Compression[edit | edit source]

Btrfs supports several different compression algorithms. Currently Btrfs supports zlib (2009), lzo (20011) and zstd (2017). Zstd is probably the best all-round choice since is it very fast and have good compression ratios.

Compression can be enabled using the -o compress or -o compress-force mount options. Zlib and zstd has adjustable compression levels. Compression can also be set on individual files and folders using btrfs property set.

Btrfs has built-in checks to see if given data is compressible, so it does not try to spend time compressing data with no gain. This was developed with zlib in mind. The zstd algorithm is faster in determining compressibility. Therefore it is better to use the compress-force mount option.

  • mount -o compress-force=zstd:5 (sets the compression level to 5)
  • mount -o compress=zlib
  • mount -o compress=lzo
  • btrfs property set <somefile or folder> compression zstd (it is not yet possible to set compression level this way)

Note that setting compression only applies to new data, not existing data. In order to compress existing data you need to use btrfs filesystem defrag.

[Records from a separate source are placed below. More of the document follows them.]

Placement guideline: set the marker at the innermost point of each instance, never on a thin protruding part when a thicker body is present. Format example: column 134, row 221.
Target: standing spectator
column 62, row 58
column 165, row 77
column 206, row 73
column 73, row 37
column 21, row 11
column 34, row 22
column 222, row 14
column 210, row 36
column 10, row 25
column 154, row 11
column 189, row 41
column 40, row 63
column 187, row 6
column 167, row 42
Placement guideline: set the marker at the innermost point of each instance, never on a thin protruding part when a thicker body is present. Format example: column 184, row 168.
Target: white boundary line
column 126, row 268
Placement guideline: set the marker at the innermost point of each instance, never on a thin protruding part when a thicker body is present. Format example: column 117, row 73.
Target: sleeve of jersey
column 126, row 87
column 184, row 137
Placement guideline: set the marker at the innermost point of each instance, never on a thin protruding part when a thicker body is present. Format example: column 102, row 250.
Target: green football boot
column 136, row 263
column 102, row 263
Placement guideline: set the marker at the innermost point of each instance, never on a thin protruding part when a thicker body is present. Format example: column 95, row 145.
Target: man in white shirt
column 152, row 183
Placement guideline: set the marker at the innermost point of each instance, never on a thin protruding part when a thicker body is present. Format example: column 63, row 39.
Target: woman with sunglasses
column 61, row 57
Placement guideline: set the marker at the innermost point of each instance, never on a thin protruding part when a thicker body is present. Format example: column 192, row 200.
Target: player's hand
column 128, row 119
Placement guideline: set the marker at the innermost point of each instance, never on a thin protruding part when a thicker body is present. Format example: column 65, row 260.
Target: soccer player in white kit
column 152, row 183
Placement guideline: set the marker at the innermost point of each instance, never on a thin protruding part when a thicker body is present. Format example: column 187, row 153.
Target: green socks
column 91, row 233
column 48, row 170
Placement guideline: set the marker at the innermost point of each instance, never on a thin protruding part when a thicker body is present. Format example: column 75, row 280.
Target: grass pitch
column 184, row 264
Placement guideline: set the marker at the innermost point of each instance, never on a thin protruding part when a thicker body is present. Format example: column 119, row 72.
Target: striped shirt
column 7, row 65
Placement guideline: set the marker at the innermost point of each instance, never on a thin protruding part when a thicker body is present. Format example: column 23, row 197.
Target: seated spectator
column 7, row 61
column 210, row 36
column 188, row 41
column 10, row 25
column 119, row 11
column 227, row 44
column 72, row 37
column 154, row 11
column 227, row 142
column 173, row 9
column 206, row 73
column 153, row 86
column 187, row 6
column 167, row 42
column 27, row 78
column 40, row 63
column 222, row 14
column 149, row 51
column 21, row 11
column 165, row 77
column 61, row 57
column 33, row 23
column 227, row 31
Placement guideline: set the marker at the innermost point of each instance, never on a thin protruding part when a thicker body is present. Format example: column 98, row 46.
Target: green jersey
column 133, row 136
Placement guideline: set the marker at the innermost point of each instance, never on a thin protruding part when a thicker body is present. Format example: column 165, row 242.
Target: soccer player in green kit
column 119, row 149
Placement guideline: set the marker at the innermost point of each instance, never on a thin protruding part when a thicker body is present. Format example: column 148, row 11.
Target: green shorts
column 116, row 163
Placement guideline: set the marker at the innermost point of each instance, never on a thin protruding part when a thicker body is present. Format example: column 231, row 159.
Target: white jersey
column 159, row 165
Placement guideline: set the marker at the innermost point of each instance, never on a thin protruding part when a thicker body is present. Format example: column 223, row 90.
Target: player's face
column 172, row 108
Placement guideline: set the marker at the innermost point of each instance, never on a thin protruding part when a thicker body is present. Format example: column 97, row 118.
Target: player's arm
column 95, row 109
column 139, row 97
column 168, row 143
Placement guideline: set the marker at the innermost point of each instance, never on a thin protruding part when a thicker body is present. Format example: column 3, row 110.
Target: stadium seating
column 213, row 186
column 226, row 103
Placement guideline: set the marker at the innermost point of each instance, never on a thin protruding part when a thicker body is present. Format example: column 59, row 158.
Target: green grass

Space Cache[edit | edit source]

Due to its CoW nature, Btrfs has to know where free data is available in order to do any writes. Space Cache helps keep track of the available free space to speed up its operations.

There are two versions available, space_cache and an improved version called space_cache=v2 (A.K.A Free Space Tree) which can handle larger volumes much better. Default is still space_cache due to compatibility with Kernels older than kernel-4.5.

Recommendation today is to use space_cache=v2 unless you know you will be using an older kernel. Once mounting with space_cache=v2, the filesystem will only be mountable as read-only on older kernels.

  • mount -o space_cache
  • mount -o space_cache=v1
  • mount -o space_cache=v2
  • mount -o nospace_cache (mounts without using the space_cache)
  • mount -o clear_cache,nospace_cache (removes the space cache from disk)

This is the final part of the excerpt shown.